Best of the Week — First Winner

AP investigation: Top US cardinal accused of mishandling abuse allegations against deputy

Vatican correspondent Nicole Winfield’s five-month investigation revealed the stunning allegations: A high-ranking Catholic priest had a sexual relationship with a Houston woman for more than a year, counseled her husband on their marital problems, pressed for hundreds of thousands of dollars in donations from the couple and continued to hear her confession.

But the cardinal overseeing the church’s handling of sexual abuse allegations in the United States approved the priest’s transfer to a church two hours away.

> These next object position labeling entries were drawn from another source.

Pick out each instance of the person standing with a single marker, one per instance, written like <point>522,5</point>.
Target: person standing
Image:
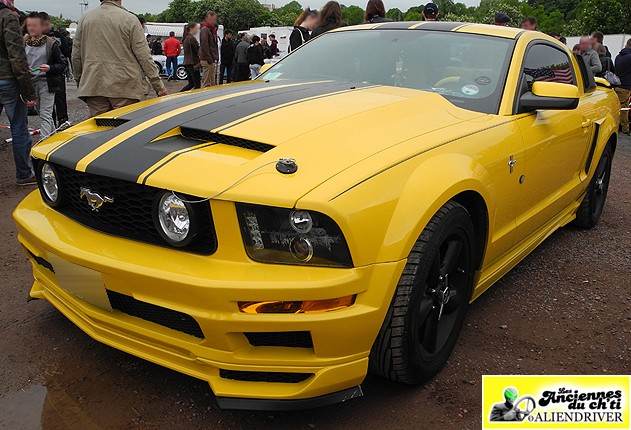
<point>529,23</point>
<point>208,50</point>
<point>241,59</point>
<point>256,57</point>
<point>106,33</point>
<point>273,45</point>
<point>623,71</point>
<point>589,55</point>
<point>227,58</point>
<point>172,50</point>
<point>375,12</point>
<point>330,18</point>
<point>156,47</point>
<point>191,57</point>
<point>599,37</point>
<point>47,65</point>
<point>61,102</point>
<point>16,90</point>
<point>306,22</point>
<point>501,19</point>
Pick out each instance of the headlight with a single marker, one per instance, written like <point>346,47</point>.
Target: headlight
<point>277,235</point>
<point>49,184</point>
<point>174,220</point>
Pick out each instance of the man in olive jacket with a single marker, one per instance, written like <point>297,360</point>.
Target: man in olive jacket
<point>110,59</point>
<point>209,50</point>
<point>16,90</point>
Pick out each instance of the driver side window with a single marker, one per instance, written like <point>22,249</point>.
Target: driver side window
<point>549,64</point>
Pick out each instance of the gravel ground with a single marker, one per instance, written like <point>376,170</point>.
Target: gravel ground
<point>565,309</point>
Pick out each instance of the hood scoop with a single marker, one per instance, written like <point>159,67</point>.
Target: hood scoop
<point>207,136</point>
<point>110,122</point>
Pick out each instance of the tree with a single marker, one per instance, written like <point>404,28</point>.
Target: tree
<point>352,15</point>
<point>413,16</point>
<point>607,16</point>
<point>288,14</point>
<point>60,21</point>
<point>395,14</point>
<point>177,11</point>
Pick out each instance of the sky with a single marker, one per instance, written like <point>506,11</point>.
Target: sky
<point>71,8</point>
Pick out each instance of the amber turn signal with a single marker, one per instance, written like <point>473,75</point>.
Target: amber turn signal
<point>296,307</point>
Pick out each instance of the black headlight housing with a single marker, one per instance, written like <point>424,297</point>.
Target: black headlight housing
<point>291,236</point>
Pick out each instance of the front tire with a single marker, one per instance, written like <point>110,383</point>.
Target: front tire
<point>428,309</point>
<point>592,206</point>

The fallout from Winfield’s revelations was swift: The priest was suspended and church officials reopened their inquiry into the handling of parishioner Laura Pontikes’ accusations.

To tell the sensitive story, Winfield – and a team that included Raleigh-based national writer/video journalist Allen Breed, New York global enterprise photographer Wong Maye-E and Houston correspondent Nomaan Merchant – meticulously planned coverage in each format, including on-camera interviews with Pontikes and her husband, and photos and video of the cardinal and the accused priest.

For an investigation that cast doubt on a top church official’s handling of a case involving startling allegations of abuse, Winfield, Breed, Wong and Merchant wins AP’s Best of the Week award.